Que é a substância? A substância tem em Aristóteles duas significações. Aristóteles a emprega indistintamente em uma e outra significação. Umas vezes — a maior parte das vezes — tem um primeiro sentido estrito. Outras vezes tem um sentido lato. O sentido estrito é o da unidade, que suporta todos os demais caracteres da coisa. Se nós analisamos uma coisa, descobrimos nela caracteres, notas distintivas, elementos conceituais: este copo é grande; é de cristal; é frio; tem água dentro; foi feito dessa maneira, daquela outra. Mas o quid do qual se diz que é isto, que é aquilo, que foi feito desta maneira ou daquela outra maneira; o quid, como diz S. Tomás, a quidditas, a coisa da qual se predica tudo aquilo que se pode predicar, é isso que Aristóteles chama o “substante”, em grego hypokeimenon, que jaz debaixo, e que os latinos traduziram pela palavra substare, estar debaixo: chama-o a “substância”. A substância é, em suma — advirta-se bem — o correlato objetivo do sujeito na proposição, do sujeito no juízo. Quando num juízo dizemos: esse é tal coisa, Sócrates é mortal, Sócrates é homem, Sócrates é ateniense, Sócrates é gordo, Sócrates é feio, Sócrates ó narigudo, sempre dizemos de alguém todas essas coisas. O quid, o sujeito da proposição da qual dizemos tudo isto, essa é a substância.
Mas, que dizemos da substância?

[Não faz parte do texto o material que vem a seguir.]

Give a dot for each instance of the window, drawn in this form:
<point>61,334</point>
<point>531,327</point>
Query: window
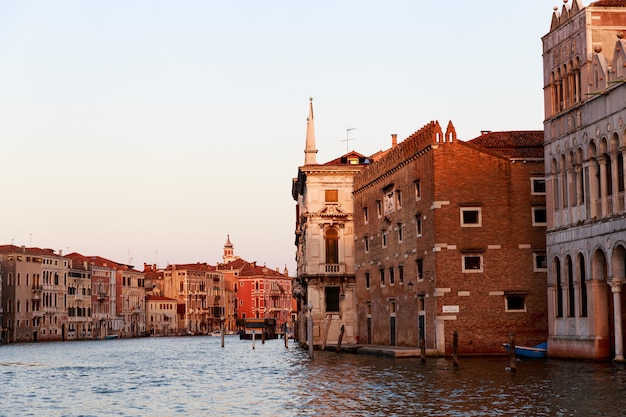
<point>389,202</point>
<point>539,216</point>
<point>540,262</point>
<point>332,246</point>
<point>471,217</point>
<point>418,225</point>
<point>420,269</point>
<point>472,263</point>
<point>515,302</point>
<point>332,298</point>
<point>538,186</point>
<point>332,196</point>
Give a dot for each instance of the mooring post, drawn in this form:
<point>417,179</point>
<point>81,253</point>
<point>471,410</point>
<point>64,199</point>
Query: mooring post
<point>455,345</point>
<point>512,359</point>
<point>222,319</point>
<point>340,338</point>
<point>310,329</point>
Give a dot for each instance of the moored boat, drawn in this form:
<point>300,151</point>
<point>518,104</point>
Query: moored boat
<point>537,351</point>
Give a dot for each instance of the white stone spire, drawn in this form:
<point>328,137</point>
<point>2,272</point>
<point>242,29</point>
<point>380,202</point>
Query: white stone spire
<point>310,151</point>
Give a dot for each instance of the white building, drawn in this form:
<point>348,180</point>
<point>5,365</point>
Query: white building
<point>325,242</point>
<point>584,64</point>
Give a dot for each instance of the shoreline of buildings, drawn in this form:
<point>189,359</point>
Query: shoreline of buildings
<point>49,296</point>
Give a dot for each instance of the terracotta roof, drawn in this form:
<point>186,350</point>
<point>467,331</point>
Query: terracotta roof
<point>517,144</point>
<point>609,3</point>
<point>343,159</point>
<point>194,267</point>
<point>159,298</point>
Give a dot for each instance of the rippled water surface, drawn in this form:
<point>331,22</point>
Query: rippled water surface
<point>194,376</point>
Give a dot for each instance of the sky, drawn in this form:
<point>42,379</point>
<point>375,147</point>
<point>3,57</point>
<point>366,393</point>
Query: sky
<point>147,131</point>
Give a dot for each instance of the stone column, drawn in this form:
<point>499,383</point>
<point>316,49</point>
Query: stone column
<point>603,186</point>
<point>594,192</point>
<point>616,289</point>
<point>622,206</point>
<point>614,180</point>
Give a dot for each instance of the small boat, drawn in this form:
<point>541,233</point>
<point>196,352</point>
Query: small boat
<point>538,351</point>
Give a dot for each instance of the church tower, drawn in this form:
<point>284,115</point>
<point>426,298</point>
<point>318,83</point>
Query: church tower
<point>309,150</point>
<point>229,254</point>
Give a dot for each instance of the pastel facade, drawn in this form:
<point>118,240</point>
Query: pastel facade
<point>324,237</point>
<point>584,70</point>
<point>189,284</point>
<point>79,302</point>
<point>449,238</point>
<point>161,315</point>
<point>34,294</point>
<point>131,300</point>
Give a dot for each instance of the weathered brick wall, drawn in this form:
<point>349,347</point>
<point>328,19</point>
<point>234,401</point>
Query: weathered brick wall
<point>452,175</point>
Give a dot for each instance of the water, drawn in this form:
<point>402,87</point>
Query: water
<point>194,376</point>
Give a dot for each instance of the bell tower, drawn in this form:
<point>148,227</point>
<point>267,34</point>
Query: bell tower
<point>229,254</point>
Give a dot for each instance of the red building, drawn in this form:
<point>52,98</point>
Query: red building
<point>450,237</point>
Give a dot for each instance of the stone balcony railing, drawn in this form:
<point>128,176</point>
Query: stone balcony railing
<point>326,269</point>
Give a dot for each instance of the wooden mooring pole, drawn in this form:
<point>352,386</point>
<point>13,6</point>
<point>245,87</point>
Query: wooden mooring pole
<point>340,338</point>
<point>512,358</point>
<point>455,345</point>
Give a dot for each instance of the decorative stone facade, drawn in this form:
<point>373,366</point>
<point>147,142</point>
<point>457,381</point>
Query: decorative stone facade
<point>584,94</point>
<point>325,243</point>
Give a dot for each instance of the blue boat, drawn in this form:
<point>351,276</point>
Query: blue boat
<point>538,351</point>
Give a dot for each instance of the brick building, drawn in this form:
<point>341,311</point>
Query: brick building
<point>584,68</point>
<point>450,236</point>
<point>34,294</point>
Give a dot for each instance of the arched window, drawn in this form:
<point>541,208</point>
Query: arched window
<point>559,288</point>
<point>583,286</point>
<point>571,297</point>
<point>332,246</point>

Pois tudo aquilo que dizemos da substância é o que chama Aristóteles essência. A essência é a soma dos predicados que podemos predicar da substância. Ora, estes predicados dividem-se em dois grupos; predicados que convém à substância de tal sorte que se lhe faltasse um deles não seria o que é; e predicados que convém à substância, mas que são de tal sorte que ainda que algum deles faltasse, continuaria a ser a substância aquilo que é. Aqueles primeiros são a essência propriamente dita, porque se algum deles faltasse à substância, a substância não seria aquilo que é; e estes segundos são o acidente, porque o fato de tê-los ou não, não impede de modo algum que seja aquilo que é.

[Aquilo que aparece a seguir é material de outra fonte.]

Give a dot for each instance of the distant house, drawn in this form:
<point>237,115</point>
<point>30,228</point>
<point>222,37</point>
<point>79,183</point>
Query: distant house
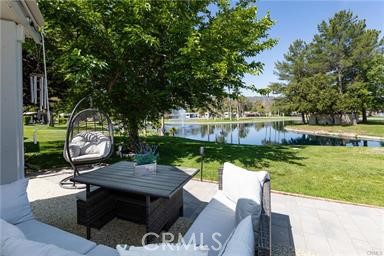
<point>189,115</point>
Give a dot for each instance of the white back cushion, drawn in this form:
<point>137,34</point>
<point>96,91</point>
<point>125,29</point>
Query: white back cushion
<point>242,240</point>
<point>8,230</point>
<point>14,204</point>
<point>163,250</point>
<point>241,183</point>
<point>248,207</point>
<point>22,247</point>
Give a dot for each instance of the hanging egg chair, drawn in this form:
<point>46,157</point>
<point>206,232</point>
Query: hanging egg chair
<point>89,140</point>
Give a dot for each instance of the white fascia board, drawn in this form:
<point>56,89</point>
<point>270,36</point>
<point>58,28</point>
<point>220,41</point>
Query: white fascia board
<point>20,13</point>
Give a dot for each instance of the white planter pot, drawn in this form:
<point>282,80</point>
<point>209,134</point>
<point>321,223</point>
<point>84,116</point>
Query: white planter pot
<point>145,169</point>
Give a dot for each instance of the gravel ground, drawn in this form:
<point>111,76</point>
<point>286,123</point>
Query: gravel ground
<point>56,206</point>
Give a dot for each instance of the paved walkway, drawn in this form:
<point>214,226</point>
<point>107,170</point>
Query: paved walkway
<point>300,226</point>
<point>310,226</point>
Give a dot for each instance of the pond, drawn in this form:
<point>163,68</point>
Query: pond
<point>261,134</point>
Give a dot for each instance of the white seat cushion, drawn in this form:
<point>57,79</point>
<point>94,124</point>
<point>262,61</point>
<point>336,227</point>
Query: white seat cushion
<point>22,247</point>
<point>241,241</point>
<point>102,250</point>
<point>43,233</point>
<point>164,249</point>
<point>240,183</point>
<point>217,217</point>
<point>14,204</point>
<point>85,158</point>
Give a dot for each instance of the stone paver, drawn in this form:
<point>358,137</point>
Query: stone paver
<point>309,226</point>
<point>320,227</point>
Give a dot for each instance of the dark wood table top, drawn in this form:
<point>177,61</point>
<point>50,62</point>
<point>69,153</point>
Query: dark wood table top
<point>121,176</point>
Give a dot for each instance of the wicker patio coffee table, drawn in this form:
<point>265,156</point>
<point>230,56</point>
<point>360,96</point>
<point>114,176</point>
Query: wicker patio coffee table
<point>155,200</point>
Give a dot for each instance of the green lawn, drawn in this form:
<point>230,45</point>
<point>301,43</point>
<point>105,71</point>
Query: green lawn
<point>343,173</point>
<point>372,128</point>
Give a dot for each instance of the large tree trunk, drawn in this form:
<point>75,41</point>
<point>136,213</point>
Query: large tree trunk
<point>364,114</point>
<point>303,117</point>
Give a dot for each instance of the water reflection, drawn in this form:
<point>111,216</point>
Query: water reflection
<point>267,133</point>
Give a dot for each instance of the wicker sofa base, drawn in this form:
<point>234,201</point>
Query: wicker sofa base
<point>102,205</point>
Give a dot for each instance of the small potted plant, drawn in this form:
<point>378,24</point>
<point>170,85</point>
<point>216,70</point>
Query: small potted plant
<point>146,159</point>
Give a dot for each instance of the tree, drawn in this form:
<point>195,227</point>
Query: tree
<point>139,59</point>
<point>292,71</point>
<point>331,74</point>
<point>343,49</point>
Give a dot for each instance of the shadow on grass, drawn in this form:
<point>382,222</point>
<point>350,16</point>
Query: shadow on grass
<point>44,155</point>
<point>172,150</point>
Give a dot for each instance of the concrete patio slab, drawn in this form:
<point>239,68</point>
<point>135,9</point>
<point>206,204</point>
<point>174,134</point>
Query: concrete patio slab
<point>300,226</point>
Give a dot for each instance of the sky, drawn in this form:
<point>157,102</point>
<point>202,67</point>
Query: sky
<point>299,20</point>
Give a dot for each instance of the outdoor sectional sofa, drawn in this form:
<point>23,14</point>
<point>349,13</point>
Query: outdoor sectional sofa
<point>37,238</point>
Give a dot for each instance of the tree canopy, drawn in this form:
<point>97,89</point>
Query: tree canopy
<point>139,59</point>
<point>334,72</point>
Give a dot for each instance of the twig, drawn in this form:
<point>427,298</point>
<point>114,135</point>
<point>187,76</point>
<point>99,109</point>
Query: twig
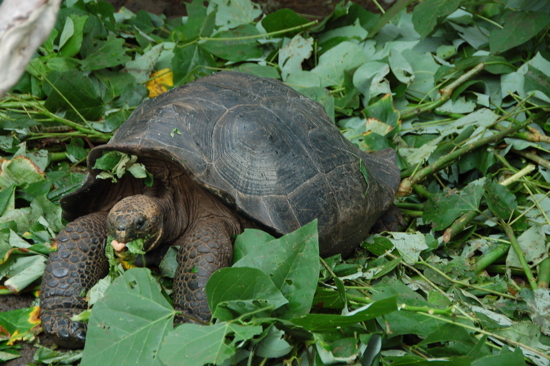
<point>466,218</point>
<point>534,157</point>
<point>405,187</point>
<point>510,233</point>
<point>446,94</point>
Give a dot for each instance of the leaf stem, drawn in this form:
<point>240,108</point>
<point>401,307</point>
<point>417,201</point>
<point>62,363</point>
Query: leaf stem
<point>446,94</point>
<point>405,187</point>
<point>544,273</point>
<point>489,258</point>
<point>262,35</point>
<point>510,233</point>
<point>501,338</point>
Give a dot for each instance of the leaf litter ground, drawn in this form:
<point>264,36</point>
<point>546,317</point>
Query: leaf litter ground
<point>459,90</point>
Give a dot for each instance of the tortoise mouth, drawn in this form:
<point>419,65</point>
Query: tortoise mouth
<point>148,243</point>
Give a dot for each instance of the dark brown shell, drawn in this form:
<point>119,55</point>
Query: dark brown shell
<point>265,150</point>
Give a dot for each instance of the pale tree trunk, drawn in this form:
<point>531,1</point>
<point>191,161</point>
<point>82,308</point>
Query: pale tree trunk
<point>24,26</point>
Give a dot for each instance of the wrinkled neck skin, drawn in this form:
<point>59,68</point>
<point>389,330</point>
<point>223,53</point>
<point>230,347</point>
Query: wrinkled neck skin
<point>183,203</point>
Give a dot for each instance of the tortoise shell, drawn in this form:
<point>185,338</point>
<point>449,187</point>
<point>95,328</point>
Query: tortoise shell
<point>266,151</point>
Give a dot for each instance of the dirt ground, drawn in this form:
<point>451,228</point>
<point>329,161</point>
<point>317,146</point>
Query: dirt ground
<point>313,9</point>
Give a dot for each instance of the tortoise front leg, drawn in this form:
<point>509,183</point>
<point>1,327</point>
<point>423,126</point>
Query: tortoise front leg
<point>205,249</point>
<point>77,265</point>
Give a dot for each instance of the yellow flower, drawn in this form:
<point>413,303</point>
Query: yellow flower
<point>159,82</point>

Desta maneira chegamos ao outro sentido que de vez em quando dá Aristóteles à palavra “substância”, e é o sentido da totalidade da coisa, com seus caracteres essenciais e com seus caracteres acidentais: Nesse sentido chama Aristóteles substância ao individual. Para Aristóteles, por conseguinte, o que existe metafisicamente, realmente, são as substâncias individuais; o que existe metafisicamente e realmente é Fulano de Tal; não o conceito genérico, a ideia de homem, mas Fulano de Tal, Sócrates; este cavalo que estou montando, não o cavalo em geral. Por isso para Aristóteles a resposta à pergunta, de que partiram essas lições, é muito simples e está completamente de acordo com a propensão natural do homem. A resposta à pergunta: quem existe? é para Aristóteles esta: existem as coisas individuais; o resto não existe, são substâncias “segundas”, deutere usia, substâncias segundas que não têm mais que existência secundária, o ser que consiste em ser predicado ou predicável, e mais nada.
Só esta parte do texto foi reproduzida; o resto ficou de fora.